My previous post was about a type of censorship; namely, the state blocking access to Internet sites it finds unsuitable or unacceptable. In that case, however, it wasn't that the state found the site unacceptable. It was a court blocking the site in on behalf of one person who didn't care for the material therein. A scary precedent, methinks, though I should also point out that I think the blocking of Wordpress probably was more the result of legal ineptitude than a step in a larger conspiracy to limit free speech in Turkey.

This next issue is a matter of censorship in the sense that I usually think of it: The state actually punishing a person because it didn't like something this person expressed. Honestly, I suspect this happens in Turkey, to Turkish citizens, way more than I care to think about, but it doesn't make it into the major media outlets here, and I just don't really actively research human rights issues much anyway. Too depressing, to be honest.

But I know about this case because it's happening to a foreigner-- a British national named Michael Dickinson, who lives in Istanbul. And let me preface this by saying I don't particularly care for his work. He makes collages with political themes. Of the pieces I've seen, posted by Mr. Dickinson himself on the Dave's ESL Cafe's Turkey forum, there were lots of penises and piles of poo, that sort of thing. And I certainly don't disagree with some of his overall themes: anti-Bush, anti-war, anti-petrodollars, and the general mess the world is in today because of these.

Last year, Mr. Dickinson displayed a collage poking fun at Recep Tayyip Erdoğan, which can be seen on the link above.

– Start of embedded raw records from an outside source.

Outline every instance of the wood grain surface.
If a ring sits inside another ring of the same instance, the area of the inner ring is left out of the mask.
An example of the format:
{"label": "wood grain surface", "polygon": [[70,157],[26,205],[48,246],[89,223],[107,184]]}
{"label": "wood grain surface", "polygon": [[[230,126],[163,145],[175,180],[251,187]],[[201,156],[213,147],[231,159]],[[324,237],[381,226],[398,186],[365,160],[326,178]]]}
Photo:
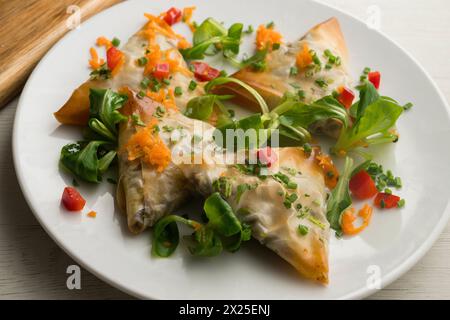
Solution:
{"label": "wood grain surface", "polygon": [[[0,0],[0,108],[70,28],[121,0]],[[70,7],[71,6],[71,7]]]}
{"label": "wood grain surface", "polygon": [[[449,1],[321,2],[362,20],[367,19],[370,6],[378,6],[381,30],[412,53],[436,80],[447,100],[450,99]],[[67,289],[66,268],[76,263],[40,227],[25,203],[14,173],[11,130],[16,105],[14,100],[0,110],[0,299],[131,298],[85,270],[82,270],[81,290]],[[416,266],[370,298],[450,299],[450,225]]]}

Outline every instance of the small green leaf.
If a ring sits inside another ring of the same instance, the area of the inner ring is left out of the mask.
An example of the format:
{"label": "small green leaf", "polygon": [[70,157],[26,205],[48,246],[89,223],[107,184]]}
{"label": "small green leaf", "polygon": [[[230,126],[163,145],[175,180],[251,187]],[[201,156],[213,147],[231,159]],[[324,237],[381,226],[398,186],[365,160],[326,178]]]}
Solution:
{"label": "small green leaf", "polygon": [[345,159],[344,170],[339,178],[336,187],[333,189],[327,204],[327,219],[331,228],[336,231],[341,230],[341,216],[343,212],[352,205],[350,197],[349,181],[352,173],[353,160],[349,157]]}
{"label": "small green leaf", "polygon": [[208,217],[208,226],[220,235],[229,237],[241,231],[239,220],[233,213],[230,205],[218,192],[213,193],[203,206]]}

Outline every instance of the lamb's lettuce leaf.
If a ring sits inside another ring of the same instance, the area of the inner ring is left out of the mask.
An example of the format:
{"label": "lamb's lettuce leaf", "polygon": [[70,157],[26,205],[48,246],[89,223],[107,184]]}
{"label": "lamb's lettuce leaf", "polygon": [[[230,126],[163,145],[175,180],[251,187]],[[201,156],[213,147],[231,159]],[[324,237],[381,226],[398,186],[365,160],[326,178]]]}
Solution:
{"label": "lamb's lettuce leaf", "polygon": [[338,234],[341,232],[342,214],[352,205],[352,198],[349,190],[350,176],[353,172],[352,166],[352,158],[347,157],[345,159],[344,170],[339,176],[339,181],[328,199],[327,219],[331,228]]}
{"label": "lamb's lettuce leaf", "polygon": [[76,177],[98,183],[116,157],[116,151],[108,150],[105,146],[111,145],[105,141],[68,144],[61,150],[60,163]]}
{"label": "lamb's lettuce leaf", "polygon": [[127,101],[127,96],[111,89],[90,89],[89,126],[105,138],[117,137],[117,124],[127,119],[118,109]]}
{"label": "lamb's lettuce leaf", "polygon": [[183,223],[194,230],[192,235],[185,237],[189,252],[194,256],[213,257],[223,249],[235,252],[242,242],[250,240],[251,230],[239,222],[220,193],[213,193],[205,201],[203,209],[206,224],[175,215],[160,219],[153,233],[153,254],[168,257],[176,250],[179,244],[177,223]]}
{"label": "lamb's lettuce leaf", "polygon": [[186,60],[203,59],[220,50],[226,58],[234,58],[239,54],[243,27],[242,23],[235,23],[227,30],[221,23],[208,18],[195,30],[193,46],[180,52]]}
{"label": "lamb's lettuce leaf", "polygon": [[403,107],[386,97],[380,97],[365,107],[352,127],[341,131],[333,151],[346,154],[357,147],[395,142],[398,135],[391,130],[403,112]]}

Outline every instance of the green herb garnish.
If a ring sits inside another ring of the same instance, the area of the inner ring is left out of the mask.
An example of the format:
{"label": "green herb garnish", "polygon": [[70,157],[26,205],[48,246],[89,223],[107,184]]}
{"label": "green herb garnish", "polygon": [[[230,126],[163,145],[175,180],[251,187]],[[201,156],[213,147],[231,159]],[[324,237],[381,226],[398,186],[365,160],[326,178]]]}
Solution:
{"label": "green herb garnish", "polygon": [[297,231],[301,236],[306,236],[309,232],[309,228],[305,225],[300,224],[297,228]]}
{"label": "green herb garnish", "polygon": [[197,88],[197,82],[191,80],[191,82],[189,82],[189,90],[194,91],[195,88]]}
{"label": "green herb garnish", "polygon": [[114,47],[118,47],[118,46],[120,46],[120,40],[119,40],[118,38],[114,37],[114,38],[112,39],[112,41],[111,41],[111,44],[112,44]]}

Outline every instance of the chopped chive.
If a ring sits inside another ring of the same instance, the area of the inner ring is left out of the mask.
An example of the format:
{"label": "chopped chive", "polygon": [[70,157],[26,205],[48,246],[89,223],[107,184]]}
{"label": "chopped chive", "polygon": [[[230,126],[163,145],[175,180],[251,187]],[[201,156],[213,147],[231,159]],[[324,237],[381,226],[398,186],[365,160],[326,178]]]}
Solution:
{"label": "chopped chive", "polygon": [[251,24],[248,25],[247,30],[244,31],[245,34],[252,34],[254,31],[253,26]]}
{"label": "chopped chive", "polygon": [[171,127],[171,126],[164,126],[164,127],[163,127],[163,131],[164,131],[164,132],[172,132],[173,130],[174,130],[174,128]]}
{"label": "chopped chive", "polygon": [[392,190],[389,188],[384,189],[384,193],[392,194]]}
{"label": "chopped chive", "polygon": [[298,75],[298,68],[297,67],[291,67],[291,70],[289,71],[289,75],[291,75],[291,76]]}
{"label": "chopped chive", "polygon": [[173,91],[176,97],[179,97],[183,94],[183,89],[181,87],[175,87],[175,90]]}
{"label": "chopped chive", "polygon": [[314,64],[317,66],[321,66],[322,62],[320,61],[319,57],[317,56],[317,53],[313,50],[311,50],[311,51],[312,51],[312,59],[313,59]]}
{"label": "chopped chive", "polygon": [[79,187],[79,186],[80,186],[80,184],[78,183],[77,180],[75,180],[75,178],[72,179],[72,185],[73,185],[74,187]]}
{"label": "chopped chive", "polygon": [[150,79],[145,77],[142,81],[141,81],[141,88],[142,89],[147,89],[148,86],[150,85]]}
{"label": "chopped chive", "polygon": [[281,47],[281,44],[279,44],[279,43],[274,43],[273,45],[272,45],[272,50],[278,50],[278,49],[280,49],[280,47]]}
{"label": "chopped chive", "polygon": [[295,182],[289,181],[289,183],[287,184],[287,188],[288,189],[297,189],[297,184]]}
{"label": "chopped chive", "polygon": [[146,95],[146,94],[145,94],[145,91],[142,91],[142,90],[139,91],[138,94],[137,94],[138,98],[141,98],[141,99],[144,98],[145,95]]}
{"label": "chopped chive", "polygon": [[286,209],[292,208],[292,202],[289,202],[287,200],[284,200],[283,205],[286,207]]}
{"label": "chopped chive", "polygon": [[270,21],[268,24],[266,24],[267,29],[272,29],[273,27],[275,27],[275,23],[273,21]]}
{"label": "chopped chive", "polygon": [[111,44],[112,44],[114,47],[118,47],[118,46],[120,46],[120,40],[119,40],[118,38],[115,38],[115,37],[114,37],[114,39],[112,39],[112,41],[111,41]]}
{"label": "chopped chive", "polygon": [[386,202],[384,202],[384,200],[380,201],[380,207],[381,207],[381,209],[386,208]]}
{"label": "chopped chive", "polygon": [[300,234],[300,235],[302,235],[302,236],[306,236],[307,234],[308,234],[308,232],[309,232],[309,229],[308,229],[308,227],[307,226],[304,226],[304,225],[299,225],[298,226],[298,233]]}
{"label": "chopped chive", "polygon": [[234,118],[236,112],[233,109],[228,109],[228,114],[230,115],[231,118]]}
{"label": "chopped chive", "polygon": [[170,80],[169,79],[163,79],[162,81],[166,86],[170,86]]}
{"label": "chopped chive", "polygon": [[143,67],[148,63],[148,59],[146,57],[141,57],[137,60],[138,65]]}
{"label": "chopped chive", "polygon": [[317,80],[315,81],[315,83],[316,83],[319,87],[321,87],[321,88],[326,88],[326,87],[328,87],[328,83],[327,83],[325,80],[323,80],[323,79],[317,79]]}
{"label": "chopped chive", "polygon": [[309,215],[309,216],[308,216],[308,220],[309,220],[311,223],[314,223],[314,224],[315,224],[316,226],[318,226],[320,229],[322,229],[322,230],[325,229],[325,224],[322,223],[320,220],[314,218],[313,216]]}
{"label": "chopped chive", "polygon": [[141,126],[141,127],[145,127],[145,123],[141,120],[141,118],[139,117],[139,115],[137,114],[132,114],[131,115],[131,120],[133,121],[133,124],[136,126]]}
{"label": "chopped chive", "polygon": [[228,76],[228,72],[226,72],[225,70],[221,70],[219,73],[220,77],[227,77]]}
{"label": "chopped chive", "polygon": [[295,201],[297,201],[297,199],[298,195],[296,193],[292,193],[286,198],[286,200],[290,201],[291,203],[294,203]]}
{"label": "chopped chive", "polygon": [[309,143],[305,143],[304,145],[303,145],[303,150],[305,151],[305,153],[311,153],[312,152],[312,147],[311,147],[311,145],[309,144]]}
{"label": "chopped chive", "polygon": [[403,106],[403,110],[408,111],[409,109],[411,109],[414,105],[411,102],[408,102],[407,104],[405,104]]}
{"label": "chopped chive", "polygon": [[297,91],[297,95],[298,95],[298,97],[299,97],[300,100],[305,100],[305,97],[306,97],[305,91],[303,91],[303,90],[298,90],[298,91]]}
{"label": "chopped chive", "polygon": [[400,177],[395,178],[395,187],[398,189],[402,187],[402,179]]}
{"label": "chopped chive", "polygon": [[401,199],[398,203],[397,203],[397,208],[403,208],[406,204],[405,199]]}
{"label": "chopped chive", "polygon": [[189,83],[189,90],[194,91],[195,88],[197,88],[197,82],[191,80],[191,82]]}

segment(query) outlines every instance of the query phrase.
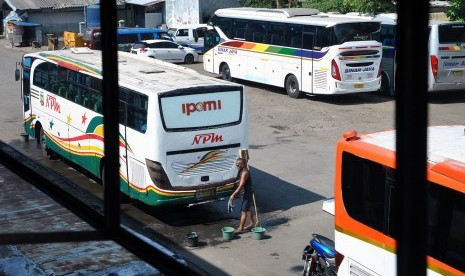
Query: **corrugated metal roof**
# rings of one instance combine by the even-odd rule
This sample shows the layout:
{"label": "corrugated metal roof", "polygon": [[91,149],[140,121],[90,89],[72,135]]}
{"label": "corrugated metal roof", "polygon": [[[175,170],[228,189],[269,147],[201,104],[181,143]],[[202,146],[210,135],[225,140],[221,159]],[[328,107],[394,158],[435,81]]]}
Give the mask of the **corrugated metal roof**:
{"label": "corrugated metal roof", "polygon": [[[18,10],[64,9],[100,3],[99,0],[7,0],[6,2],[9,2],[10,6]],[[125,0],[116,0],[117,5],[124,5],[125,3]]]}
{"label": "corrugated metal roof", "polygon": [[165,2],[165,0],[126,0],[126,3],[128,4],[134,4],[139,6],[150,6],[161,2]]}

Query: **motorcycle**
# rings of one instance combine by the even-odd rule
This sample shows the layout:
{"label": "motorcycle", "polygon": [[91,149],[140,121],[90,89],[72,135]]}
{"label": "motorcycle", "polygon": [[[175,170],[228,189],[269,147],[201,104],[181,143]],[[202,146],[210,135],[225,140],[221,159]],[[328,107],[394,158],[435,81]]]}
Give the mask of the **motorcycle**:
{"label": "motorcycle", "polygon": [[305,261],[303,276],[337,275],[334,241],[322,235],[313,234],[302,252],[302,260]]}

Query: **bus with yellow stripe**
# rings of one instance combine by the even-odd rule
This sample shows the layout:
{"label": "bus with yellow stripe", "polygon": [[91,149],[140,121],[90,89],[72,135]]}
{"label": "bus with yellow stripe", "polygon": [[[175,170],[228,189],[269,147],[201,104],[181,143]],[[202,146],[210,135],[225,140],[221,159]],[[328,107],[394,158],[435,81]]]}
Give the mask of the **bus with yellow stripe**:
{"label": "bus with yellow stripe", "polygon": [[[229,196],[248,148],[241,85],[119,52],[121,192],[148,205]],[[23,56],[25,132],[44,155],[105,176],[102,54],[88,48]],[[102,181],[103,182],[103,181]]]}
{"label": "bus with yellow stripe", "polygon": [[[428,127],[427,275],[465,275],[465,125]],[[347,132],[336,150],[338,275],[396,275],[396,132]],[[329,208],[330,209],[330,208]]]}
{"label": "bus with yellow stripe", "polygon": [[379,22],[316,9],[229,8],[209,25],[218,35],[205,35],[204,70],[225,80],[283,87],[292,98],[380,88]]}

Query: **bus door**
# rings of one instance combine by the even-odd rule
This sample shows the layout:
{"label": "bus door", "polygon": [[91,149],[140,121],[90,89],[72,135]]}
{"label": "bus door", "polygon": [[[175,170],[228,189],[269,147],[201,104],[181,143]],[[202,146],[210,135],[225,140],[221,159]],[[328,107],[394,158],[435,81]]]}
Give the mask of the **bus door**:
{"label": "bus door", "polygon": [[[213,47],[220,43],[220,35],[215,29],[206,30],[203,40],[203,63],[204,69],[208,72],[213,72],[215,68],[215,54],[210,51]],[[210,52],[208,52],[210,51]],[[207,53],[208,52],[208,53]]]}
{"label": "bus door", "polygon": [[[23,116],[24,116],[24,123],[31,123],[31,120],[27,120],[30,118],[32,114],[32,109],[31,109],[31,65],[32,65],[33,59],[30,57],[26,57],[23,59],[23,64],[22,64],[22,69],[23,69],[23,77],[22,77],[22,90],[21,90],[21,96],[23,99]],[[34,137],[34,133],[32,133],[32,129],[28,125],[24,125],[25,131]],[[29,133],[31,131],[31,133]]]}
{"label": "bus door", "polygon": [[314,58],[315,28],[304,26],[302,32],[302,85],[300,90],[313,93],[313,58]]}
{"label": "bus door", "polygon": [[123,181],[120,176],[120,189],[122,192],[126,193],[129,196],[129,158],[128,158],[128,140],[127,140],[127,91],[120,88],[120,99],[119,99],[119,171],[120,175],[124,176],[125,180]]}

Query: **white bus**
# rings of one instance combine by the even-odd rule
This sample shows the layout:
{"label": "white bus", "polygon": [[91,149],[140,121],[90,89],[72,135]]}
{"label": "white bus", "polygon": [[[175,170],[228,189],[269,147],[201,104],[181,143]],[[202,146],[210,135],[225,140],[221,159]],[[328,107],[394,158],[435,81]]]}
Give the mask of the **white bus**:
{"label": "white bus", "polygon": [[[427,275],[465,275],[464,129],[428,127]],[[395,130],[352,131],[337,143],[334,222],[340,276],[396,275],[395,138]]]}
{"label": "white bus", "polygon": [[[331,15],[341,16],[341,15]],[[381,32],[376,39],[383,43],[380,91],[394,95],[396,55],[396,14],[376,17],[352,16],[381,22]],[[428,36],[428,91],[465,89],[465,22],[430,20]]]}
{"label": "white bus", "polygon": [[428,91],[465,89],[465,22],[429,24]]}
{"label": "white bus", "polygon": [[[302,94],[369,92],[381,84],[379,22],[329,17],[315,9],[219,9],[222,35],[205,45],[204,70]],[[205,36],[206,43],[218,39]],[[207,51],[208,48],[211,48]]]}
{"label": "white bus", "polygon": [[[229,196],[235,160],[248,148],[243,86],[118,55],[121,192],[153,206]],[[22,61],[26,133],[46,154],[99,178],[105,171],[101,70],[101,52],[88,48],[26,54]]]}

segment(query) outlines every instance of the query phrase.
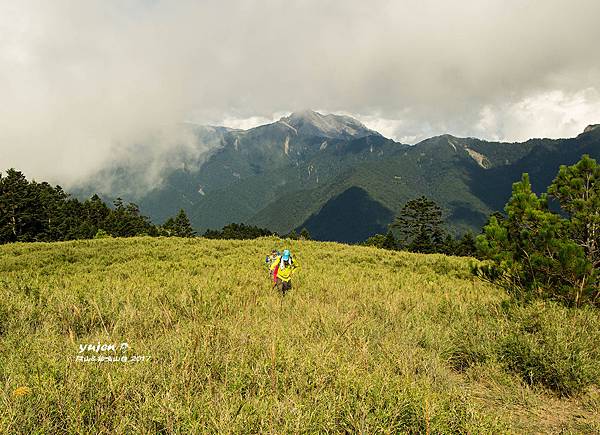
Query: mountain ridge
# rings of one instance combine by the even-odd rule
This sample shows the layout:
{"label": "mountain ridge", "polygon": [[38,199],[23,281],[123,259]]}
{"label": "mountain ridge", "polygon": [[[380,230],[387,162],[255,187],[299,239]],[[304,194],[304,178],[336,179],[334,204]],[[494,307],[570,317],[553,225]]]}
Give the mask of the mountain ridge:
{"label": "mountain ridge", "polygon": [[362,122],[346,115],[323,115],[313,110],[293,112],[277,121],[292,128],[296,134],[331,139],[358,139],[381,134],[367,128]]}
{"label": "mountain ridge", "polygon": [[[368,232],[360,228],[381,230],[404,202],[420,195],[442,205],[452,231],[477,231],[503,207],[522,172],[531,172],[541,191],[560,164],[583,153],[600,159],[600,129],[589,127],[567,139],[510,143],[444,134],[406,145],[345,115],[300,111],[247,130],[193,131],[199,144],[212,144],[209,152],[132,198],[144,213],[160,223],[184,208],[199,231],[230,222],[280,233],[308,226],[335,241],[357,241],[356,234]],[[127,180],[127,169],[121,171]],[[340,231],[341,222],[354,229]]]}

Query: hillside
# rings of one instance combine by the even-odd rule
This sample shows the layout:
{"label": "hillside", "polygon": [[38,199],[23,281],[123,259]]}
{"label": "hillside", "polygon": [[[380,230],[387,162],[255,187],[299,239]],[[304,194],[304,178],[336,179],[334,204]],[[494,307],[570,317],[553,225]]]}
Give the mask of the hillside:
{"label": "hillside", "polygon": [[[285,299],[272,247],[302,266]],[[278,239],[0,246],[0,432],[600,431],[600,314],[514,305],[468,262]],[[76,360],[113,343],[83,354],[130,362]]]}
{"label": "hillside", "polygon": [[[523,172],[530,173],[534,189],[542,192],[560,165],[574,164],[586,153],[600,159],[600,130],[522,144],[439,136],[357,164],[325,185],[288,195],[265,207],[252,222],[280,232],[306,227],[322,240],[352,242],[361,234],[355,231],[356,222],[363,232],[385,231],[406,201],[426,195],[444,208],[451,230],[478,232],[493,211],[503,209],[512,183]],[[358,203],[349,200],[356,189],[364,192]],[[364,203],[373,204],[366,218]],[[328,213],[340,207],[344,213]]]}
{"label": "hillside", "polygon": [[561,164],[584,153],[600,159],[595,126],[569,139],[501,143],[442,135],[414,146],[350,117],[313,111],[249,130],[186,128],[198,151],[187,160],[170,157],[183,163],[166,171],[160,186],[136,195],[143,188],[136,186],[139,169],[117,167],[75,193],[121,196],[157,223],[183,208],[199,231],[244,222],[281,234],[306,227],[319,240],[355,242],[386,231],[402,205],[420,195],[444,208],[452,232],[479,232],[523,172],[540,192]]}

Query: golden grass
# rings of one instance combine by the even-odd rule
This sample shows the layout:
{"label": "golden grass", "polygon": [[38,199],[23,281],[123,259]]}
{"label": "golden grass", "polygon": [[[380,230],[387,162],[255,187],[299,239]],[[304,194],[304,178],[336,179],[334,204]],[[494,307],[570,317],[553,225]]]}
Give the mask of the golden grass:
{"label": "golden grass", "polygon": [[[273,247],[302,265],[285,298],[263,263]],[[443,255],[274,238],[4,245],[0,431],[585,433],[600,430],[599,326],[593,310],[513,306]],[[579,371],[550,360],[528,384],[498,345],[519,331],[560,337],[551,349]],[[149,360],[76,361],[98,343],[116,351],[83,354]]]}

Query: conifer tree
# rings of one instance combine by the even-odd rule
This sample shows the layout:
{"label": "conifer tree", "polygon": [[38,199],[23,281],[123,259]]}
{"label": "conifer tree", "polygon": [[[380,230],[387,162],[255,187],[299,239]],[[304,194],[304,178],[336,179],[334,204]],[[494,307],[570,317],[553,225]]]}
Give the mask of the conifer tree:
{"label": "conifer tree", "polygon": [[398,248],[396,238],[394,237],[394,234],[391,231],[388,231],[387,234],[385,235],[385,238],[383,239],[383,243],[381,244],[381,247],[384,249],[391,249],[391,250]]}
{"label": "conifer tree", "polygon": [[167,237],[175,235],[175,219],[173,219],[173,217],[168,218],[165,223],[160,226],[159,234]]}
{"label": "conifer tree", "polygon": [[573,166],[562,165],[548,194],[567,214],[571,240],[600,268],[600,165],[587,154]]}
{"label": "conifer tree", "polygon": [[561,166],[548,192],[566,218],[549,209],[548,194],[532,192],[523,174],[513,185],[506,218],[492,216],[477,237],[480,253],[490,261],[474,272],[519,298],[600,305],[600,167],[588,156]]}
{"label": "conifer tree", "polygon": [[196,232],[192,228],[192,224],[183,209],[180,209],[177,216],[175,216],[175,219],[171,220],[170,226],[172,228],[171,235],[173,236],[194,237],[196,235]]}
{"label": "conifer tree", "polygon": [[306,228],[302,228],[302,231],[300,231],[300,238],[303,240],[310,240],[310,233]]}
{"label": "conifer tree", "polygon": [[401,247],[412,252],[440,252],[445,231],[442,209],[425,196],[408,201],[391,225],[400,234]]}
{"label": "conifer tree", "polygon": [[0,178],[0,240],[30,241],[35,234],[35,196],[23,173],[15,169]]}
{"label": "conifer tree", "polygon": [[477,255],[477,246],[475,244],[475,236],[473,236],[473,233],[467,231],[456,241],[454,255],[460,257],[474,257]]}

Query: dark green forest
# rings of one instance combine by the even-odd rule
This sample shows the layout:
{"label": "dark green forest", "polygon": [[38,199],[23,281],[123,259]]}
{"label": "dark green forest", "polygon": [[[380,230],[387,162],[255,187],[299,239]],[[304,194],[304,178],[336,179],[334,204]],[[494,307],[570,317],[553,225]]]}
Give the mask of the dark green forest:
{"label": "dark green forest", "polygon": [[28,181],[14,169],[0,173],[0,243],[193,234],[183,210],[155,225],[136,204],[120,198],[112,207],[98,195],[80,201],[60,186]]}
{"label": "dark green forest", "polygon": [[[405,222],[403,216],[407,214],[419,223],[408,225],[410,228],[403,230],[398,222]],[[433,223],[429,222],[432,218]],[[369,238],[365,244],[413,252],[475,255],[474,238],[470,233],[454,239],[445,231],[443,225],[440,207],[423,196],[407,202],[392,225],[394,231],[404,231],[402,234],[405,240],[396,240],[390,231],[387,236],[375,235]],[[411,236],[411,232],[415,231],[418,234]],[[430,232],[433,237],[429,236]],[[364,231],[356,240],[357,243],[368,236],[363,233]],[[142,214],[137,204],[125,203],[121,198],[116,198],[111,206],[96,194],[81,201],[66,193],[61,186],[29,181],[22,172],[15,169],[9,169],[5,174],[0,173],[0,243],[141,235],[194,237],[197,233],[183,209],[157,225]],[[202,234],[203,237],[212,239],[254,239],[273,235],[278,234],[244,223],[230,223],[220,230],[208,229]],[[284,237],[311,239],[306,228],[299,233],[293,230]],[[407,242],[406,237],[416,240]]]}
{"label": "dark green forest", "polygon": [[[409,229],[402,230],[402,225],[398,222],[405,222],[403,216],[407,214],[419,223],[415,224],[416,226],[408,225]],[[433,223],[429,222],[432,218]],[[375,235],[369,238],[366,244],[413,252],[475,255],[474,238],[470,233],[463,238],[454,239],[443,229],[443,225],[440,207],[434,201],[421,197],[407,202],[392,225],[392,228],[404,231],[405,237],[416,237],[414,242],[396,240],[390,232],[387,237]],[[411,236],[411,231],[419,234]],[[433,237],[429,236],[430,232]],[[356,240],[357,243],[368,236],[363,233]],[[4,175],[0,173],[0,243],[141,235],[194,237],[197,234],[183,209],[157,225],[142,214],[137,204],[125,203],[121,198],[115,199],[111,206],[96,194],[81,201],[66,193],[60,186],[28,181],[22,172],[15,169],[7,170]],[[254,239],[273,235],[278,234],[244,223],[230,223],[220,230],[208,229],[202,234],[203,237],[212,239]],[[285,237],[306,240],[310,239],[311,235],[303,228],[299,233],[293,230]]]}
{"label": "dark green forest", "polygon": [[[107,205],[96,194],[80,201],[60,186],[28,181],[15,169],[0,173],[0,243],[55,242],[101,237],[194,237],[196,232],[183,209],[163,224],[154,224],[137,204],[121,198]],[[245,224],[207,230],[213,239],[254,239],[275,235]]]}

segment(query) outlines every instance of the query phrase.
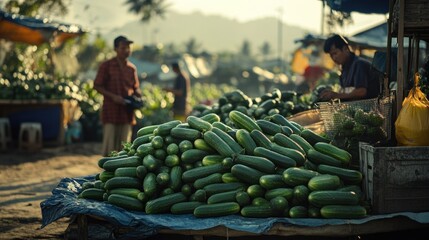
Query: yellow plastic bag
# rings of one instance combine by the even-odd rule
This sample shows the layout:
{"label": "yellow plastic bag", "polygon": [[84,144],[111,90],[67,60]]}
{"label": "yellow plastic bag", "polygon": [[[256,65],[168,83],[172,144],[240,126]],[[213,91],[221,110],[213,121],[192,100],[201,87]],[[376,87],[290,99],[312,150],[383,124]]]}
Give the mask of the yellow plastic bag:
{"label": "yellow plastic bag", "polygon": [[414,87],[402,102],[395,121],[398,145],[429,146],[429,101],[418,87],[419,75],[414,77]]}

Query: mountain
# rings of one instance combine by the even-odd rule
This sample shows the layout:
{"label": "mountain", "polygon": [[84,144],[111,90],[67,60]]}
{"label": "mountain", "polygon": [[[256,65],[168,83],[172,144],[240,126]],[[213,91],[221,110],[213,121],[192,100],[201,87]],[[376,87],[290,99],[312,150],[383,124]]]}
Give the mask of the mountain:
{"label": "mountain", "polygon": [[[222,16],[204,15],[199,12],[192,14],[169,12],[165,18],[156,18],[150,23],[128,22],[108,32],[104,37],[109,42],[113,42],[116,36],[123,34],[134,40],[137,46],[174,43],[180,47],[194,38],[200,45],[199,50],[212,53],[239,52],[243,42],[247,40],[250,43],[252,55],[259,54],[262,44],[268,42],[272,55],[277,56],[278,28],[278,19],[275,17],[241,23]],[[291,53],[297,46],[294,40],[302,38],[306,33],[309,31],[283,23],[281,35],[283,56]]]}

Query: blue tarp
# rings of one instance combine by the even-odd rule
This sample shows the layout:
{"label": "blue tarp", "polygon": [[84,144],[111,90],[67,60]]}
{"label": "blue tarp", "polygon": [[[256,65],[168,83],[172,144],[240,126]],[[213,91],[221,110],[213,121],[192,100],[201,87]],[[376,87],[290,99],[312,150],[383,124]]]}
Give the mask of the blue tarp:
{"label": "blue tarp", "polygon": [[204,230],[217,226],[225,226],[229,229],[244,231],[254,234],[268,232],[275,223],[285,226],[320,227],[326,225],[362,224],[369,221],[388,219],[394,217],[407,217],[419,223],[429,223],[429,212],[411,213],[402,212],[386,215],[373,215],[363,219],[313,219],[313,218],[245,218],[239,215],[230,215],[216,218],[196,218],[192,214],[154,214],[143,212],[124,211],[120,207],[95,200],[80,199],[78,194],[82,191],[82,184],[86,181],[94,181],[95,176],[81,178],[64,178],[53,189],[52,196],[43,201],[42,228],[48,224],[63,218],[77,214],[97,216],[106,221],[122,226],[130,227],[125,238],[151,236],[157,234],[160,229],[173,230]]}
{"label": "blue tarp", "polygon": [[389,12],[389,0],[324,0],[328,6],[341,12],[359,12],[366,14],[386,14]]}

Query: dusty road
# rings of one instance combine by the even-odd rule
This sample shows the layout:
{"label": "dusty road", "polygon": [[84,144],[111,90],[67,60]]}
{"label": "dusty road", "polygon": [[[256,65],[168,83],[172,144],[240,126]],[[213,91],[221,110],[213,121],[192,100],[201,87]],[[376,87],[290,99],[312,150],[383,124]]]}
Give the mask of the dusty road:
{"label": "dusty road", "polygon": [[0,239],[64,239],[70,219],[41,229],[40,203],[64,177],[100,172],[100,143],[0,153]]}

He was jailed and let go (more details about that are also on the link above), and apparently the charges were dropped. At the trial of the organizer of the show where the offending collage was initially displayed, Mr. Dickinson held up another collage, again parodying Mr. Erdoğan's relationship with George Bush, and was again charged with "insulting the dignity of the Prime Minister."

The latest in this saga is that Mr. Dickinson is facing trial and the possibility of two years in prison for his second shenanigan. And despite the inevitable bundling of undies when one mentions the film Midnight Express to a Turk, let me point out that this would be two years in Turkish prison.

Now, I've already said I personally don't care for Mr. Dickinson's work. That's neither here nor there. I should also point out that I'm not sure how I feel about a foreign national deliberately flaunting the laws of his host country. Obviously there are human rights issues and abuses in Turkey, but part of me thinks this is something Turks need to solve in their own way and in their own context-- a foreigner doing it strikes me as, at worst, patriarchal, and at best, really rude. But, rudeness and bad collages aside, the guy certainly does not deserve two years in Turkish prison, sharing a cell with the kinds of guys who were unable to bribe their way out of Turkish prison. And, rudeness and bad collages aside, I do support the inalienable right of artists to express themselves, no exceptions.

Erdoğan, apparently, disagrees: "Freedom of thought and freedom of the press never amount to freedom of insult; they should not ... If you caricature the prime minister of this country, or anyone else, as an animal, this can never be called freedom (source)." He said this in response to a case he filed in 2005 against a cartoonist who depicted him as a cat. The cartoonist was convicted and fined about $3,700. Censorship, yes, but based on a libel suit, however spurious. In Mr. Dickinson's case, the state is attempting to imprison a man for portraying the Prime Minister as a dog. So, for those not following along, it's $3,700 for a cat, 2 years in prison for a dog.

Scary. Really, really scary.

Sometimes it seems like so many things are happening all around us we can't control. Sometimes it seems like the idiots are winning. There's a petition in support of Michael Dickinson here. Maybe it will help, maybe not. At least there's one small thing we can do. Turkey is on the verge of embarrassing itself once again, and once again, it probably feels perfectly justified in doing so, and doesn't even know why it should be embarrassed.